As an actress, though, she wasn’t always a trailblazer. Despite her promising 1985 debut in Desperately Seeking Susan, her film career faltered with stinkers such as 1986’s Shanghai Surprise, costarring her ex, Penn, 1987’s Who’s That Girl and 1993’s Body of Evidence. “I look back and think, ‘Well, I invited it. I made some really stupid choices.’ So while I don’t deserve to have the s kicked out of me, it taught me to be more scrupulous about the choices you make. I’m still fearful and insecure. ‘Am I good enough?’ That’s what fuels me creatively.”

Her reputation and faith in films were restored by her performance in Evita, which earned Madonna a Golden Globe. But during filming in London, Budapest and Buenos Aires, Madonna learned she was pregnant. The baby’s name, inspired by the French town associated with miracle cures, was a tribute to the star’s mother. “She always wanted to go to Lourdes,” recalls Madonna. “She never
made it. So for sentimental reasons, I named my daughter that.”

Raising Lola has soothed a deep scar of abandonment. “I have memories of sitting on my mother’s lap,” she remembers, “or laying next to her in bed and having her arms around me. I know how much I cherish those memories. I do have moments with Lola when I can almost feel transposed back to those times. I don’t so much see my mother mothering me as think, I’m going to be the mother 7 never had.”

Parenting has also brought Madonna closer to her father, who now owns a Michigan vineyard. “It’s helped me understand the sacrifices he made, having so many children and not having the privileges I have. He’s strict, he can be narrow-minded, but he’s a loving father. I have enormous respect for him.
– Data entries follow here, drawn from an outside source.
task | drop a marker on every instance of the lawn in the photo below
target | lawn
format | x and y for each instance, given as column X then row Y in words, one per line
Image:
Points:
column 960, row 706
It’s hard to see that until you have children.

Madonna admits to “strong feelings” about having more children herself. “Obviously sooner rather than later,” she says. “I don’t think I have an unlimited number of years left.”
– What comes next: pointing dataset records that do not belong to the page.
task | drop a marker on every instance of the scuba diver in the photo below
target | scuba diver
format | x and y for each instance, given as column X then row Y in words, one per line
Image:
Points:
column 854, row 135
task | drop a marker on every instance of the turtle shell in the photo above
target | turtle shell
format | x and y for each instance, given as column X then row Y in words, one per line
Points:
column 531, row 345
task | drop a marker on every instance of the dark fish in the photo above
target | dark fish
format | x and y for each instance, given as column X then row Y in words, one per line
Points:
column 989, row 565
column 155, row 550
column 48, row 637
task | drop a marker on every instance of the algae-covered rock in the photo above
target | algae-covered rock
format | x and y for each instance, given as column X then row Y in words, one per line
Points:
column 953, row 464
A second baby would add to the “nannies, housekeepers and assistants” Madonna admits she needs to keep her life on track. Lourdes visited her daily on location during Next Best Thing, shot near her L.A. home, and the two bond in the London recording studio after dinner every evening. With a sibling for Lourdes, says Madonna, “I’m sure I’d be a lot busier. I managed to work through my pregnancy and juggle being a mother and having a life. I’ll just be doing more of that.”

Looking none the worse for wear, no doubt. “I don’t want to sound immodest,” says Madonna, “but I don’t think that having a child has made me unsexy. There’s nothing sexier than a mother. Susan Sarandon, Michelle Pfeiffer — I mean those women are sexy. If you’re sexy, you’re sexy, whether you have no children or five.” Indeed, she adds, “I’m in better shape than I was at 20. I always want to be young and vital. One always wants to feel attractive.” Sure, her daily yoga regimen has much to do with her appearance, but there’s something else too. “Being in love, being loved keeps you young,” says Madonna. “True, that.”